The oxidative survival assay was performed as described previously using paraquat (Sigma, St. Louis, USA).[14] Synchronized L1 larvae were incubated for 42 h and then 75 μg/mL of 5-fluoro-2′-deoxyuridine (FUdR, Sigma) was added. After further incubation for 24 h, the young adult nematodes were transferred to 96-well plates (20 nematodes per well; >100 nematodes for each treatment) containing E. coli NA22 (OD570 nm= 0.5) and 0–8.0 mg/mL of OJT samples. After incubation for another 24 h, the nematodes were exposed to 50 mM paraquat. The numbers of live and dead nematodes were scored microscopically every 12 h based on their movement and shape.

Determination of reactive oxygen species level

To assess reactive oxygen species (ROS) levels under oxidative stress, synchronized young adult nematodes were incubated with or without OJT samples for 24 h and then treated with 2 mM paraquat for 2 days. The determination of ROS levels was performed as described previously.[15] Briefly, bacteria were removed by three repeated washes with M9 buffer and subsequent centrifugation at low speed. The nematodes were collected and dispensed into black 96-well plates (100 animals per well; 800 animals for each treatment) by a COPAS Biosort instrument (Union Biometrica, Inc., Holliston, MA, USA), and then, the fluorescent probe 2',7'-dichlorofluorescin diacetate (DCFH-DA; Sigma) was added at 50 μM final concentration. The plates were incubated at 20°C for 1 h, and the ROS-related DCF fluorescence was measured by the Fluoroskan Ascent FL plate reader at excitation 485 nm and emission 520 nm.

Determination of antioxidant enzyme activity and malondialdehyde content

Activity of antioxidant enzymes and content of malondialdehyde (MDA) were determined as previously described.[14] Briefly, synchronized young adult nematodes were incubated with or without OJT samples for 24 h and then treated with 2 mM paraquat for 2 days. Approximately 4000 nematodes were then collected and washed three times with M9 buffer, transferred into an Eppendorf tube, and suspended in 600 μL of lysis buffer from the assay kits. The samples were sonicated in an ice bath, and the supernatant was collected by centrifugation (12,000 ×g, 5 min, 4°C) for the measurement of superoxide dismutase (SOD) activity, catalase (CAT) activity, and MDA content using commercial chemical assay kits (Beyotime, Haimen, China), respectively.

Lifespan assay

The lifespan assay of nematodes was performed in a similar fashion to the paraquat survival assay but without paraquat exposure. The live and dead nematodes were scored every 2 days until all the nematodes died.

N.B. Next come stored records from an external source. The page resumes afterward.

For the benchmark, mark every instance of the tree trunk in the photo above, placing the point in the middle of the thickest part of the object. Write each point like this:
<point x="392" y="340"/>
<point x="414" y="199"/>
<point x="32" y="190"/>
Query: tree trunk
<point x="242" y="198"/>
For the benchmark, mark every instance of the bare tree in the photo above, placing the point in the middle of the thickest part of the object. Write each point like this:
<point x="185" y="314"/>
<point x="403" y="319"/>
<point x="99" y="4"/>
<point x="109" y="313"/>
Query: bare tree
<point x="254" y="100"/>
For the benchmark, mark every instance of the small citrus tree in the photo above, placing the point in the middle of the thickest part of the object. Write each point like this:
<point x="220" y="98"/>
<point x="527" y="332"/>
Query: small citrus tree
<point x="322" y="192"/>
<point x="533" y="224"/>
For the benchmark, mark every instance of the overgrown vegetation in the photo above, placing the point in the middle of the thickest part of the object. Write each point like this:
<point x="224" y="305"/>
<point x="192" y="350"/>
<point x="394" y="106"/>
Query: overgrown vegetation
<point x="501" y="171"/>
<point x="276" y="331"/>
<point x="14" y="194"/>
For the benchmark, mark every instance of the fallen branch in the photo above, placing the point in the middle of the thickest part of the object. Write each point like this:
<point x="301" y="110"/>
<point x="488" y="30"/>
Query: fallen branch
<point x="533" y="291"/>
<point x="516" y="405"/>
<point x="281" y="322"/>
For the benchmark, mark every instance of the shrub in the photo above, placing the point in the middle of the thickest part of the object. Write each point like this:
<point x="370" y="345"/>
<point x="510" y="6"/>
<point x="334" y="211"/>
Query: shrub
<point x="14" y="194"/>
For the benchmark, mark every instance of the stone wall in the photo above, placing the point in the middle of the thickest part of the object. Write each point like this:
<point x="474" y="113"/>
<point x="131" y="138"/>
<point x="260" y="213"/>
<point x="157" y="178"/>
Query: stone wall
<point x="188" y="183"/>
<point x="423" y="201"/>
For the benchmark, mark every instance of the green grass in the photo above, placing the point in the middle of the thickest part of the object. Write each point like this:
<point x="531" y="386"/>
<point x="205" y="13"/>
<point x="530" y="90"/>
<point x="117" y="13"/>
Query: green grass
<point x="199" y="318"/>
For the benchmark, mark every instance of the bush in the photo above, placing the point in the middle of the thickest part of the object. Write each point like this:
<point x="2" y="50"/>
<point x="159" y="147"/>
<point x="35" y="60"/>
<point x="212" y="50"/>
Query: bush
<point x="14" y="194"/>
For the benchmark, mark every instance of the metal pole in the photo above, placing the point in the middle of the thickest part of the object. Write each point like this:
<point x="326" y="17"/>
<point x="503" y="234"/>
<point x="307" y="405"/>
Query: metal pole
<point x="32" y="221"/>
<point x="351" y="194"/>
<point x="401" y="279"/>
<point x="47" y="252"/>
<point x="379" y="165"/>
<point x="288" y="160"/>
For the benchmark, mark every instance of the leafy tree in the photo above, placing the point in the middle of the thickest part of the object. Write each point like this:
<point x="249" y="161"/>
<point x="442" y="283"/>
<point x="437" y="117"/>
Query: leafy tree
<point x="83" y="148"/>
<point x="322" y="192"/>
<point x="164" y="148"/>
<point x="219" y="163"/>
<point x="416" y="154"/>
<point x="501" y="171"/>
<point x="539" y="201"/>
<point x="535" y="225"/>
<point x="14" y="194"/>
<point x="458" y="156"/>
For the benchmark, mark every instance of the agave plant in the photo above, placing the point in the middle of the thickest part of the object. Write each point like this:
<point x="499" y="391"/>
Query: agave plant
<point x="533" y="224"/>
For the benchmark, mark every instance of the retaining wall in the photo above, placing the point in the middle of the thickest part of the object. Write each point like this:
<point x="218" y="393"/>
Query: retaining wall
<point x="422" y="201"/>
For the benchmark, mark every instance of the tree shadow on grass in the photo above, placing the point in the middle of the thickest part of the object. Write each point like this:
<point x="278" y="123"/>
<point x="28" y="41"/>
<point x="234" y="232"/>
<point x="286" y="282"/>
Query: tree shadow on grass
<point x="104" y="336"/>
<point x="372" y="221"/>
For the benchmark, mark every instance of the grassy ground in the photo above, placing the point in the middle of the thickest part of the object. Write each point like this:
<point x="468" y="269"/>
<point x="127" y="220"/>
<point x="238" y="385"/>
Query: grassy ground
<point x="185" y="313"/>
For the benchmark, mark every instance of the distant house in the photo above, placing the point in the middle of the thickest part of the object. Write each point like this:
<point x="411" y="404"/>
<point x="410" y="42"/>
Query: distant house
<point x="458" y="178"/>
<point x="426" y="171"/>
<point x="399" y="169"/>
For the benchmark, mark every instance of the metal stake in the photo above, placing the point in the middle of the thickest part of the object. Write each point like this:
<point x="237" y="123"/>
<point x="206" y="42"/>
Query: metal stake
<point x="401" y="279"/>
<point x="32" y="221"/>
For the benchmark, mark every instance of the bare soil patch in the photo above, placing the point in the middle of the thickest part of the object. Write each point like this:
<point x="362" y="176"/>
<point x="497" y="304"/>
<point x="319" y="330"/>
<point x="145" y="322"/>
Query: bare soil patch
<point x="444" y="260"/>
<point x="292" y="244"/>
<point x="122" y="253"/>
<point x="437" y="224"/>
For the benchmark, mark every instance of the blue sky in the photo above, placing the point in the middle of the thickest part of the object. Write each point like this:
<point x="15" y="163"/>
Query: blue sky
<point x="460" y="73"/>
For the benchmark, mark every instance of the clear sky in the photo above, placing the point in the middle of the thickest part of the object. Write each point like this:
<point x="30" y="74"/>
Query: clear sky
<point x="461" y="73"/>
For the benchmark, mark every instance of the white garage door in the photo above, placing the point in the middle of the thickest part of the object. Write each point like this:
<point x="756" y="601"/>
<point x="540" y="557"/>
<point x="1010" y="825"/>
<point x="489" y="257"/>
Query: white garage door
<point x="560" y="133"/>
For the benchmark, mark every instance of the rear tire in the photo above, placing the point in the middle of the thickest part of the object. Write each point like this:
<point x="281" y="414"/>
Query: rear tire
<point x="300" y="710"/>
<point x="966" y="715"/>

Determination of pharyngeal pumping rate

Age-synchronized young adult nematodes were incubated on NGM agar plates with or without OJT for 4 days and then transferred individually to fresh plates with a lawn of OP50 bacteria. The contractions of pharynx for each nematode were counted manually for 30 s under a dissecting microscope. The pumping rates were measured with 10 nematodes for each group and repeated three times.[16]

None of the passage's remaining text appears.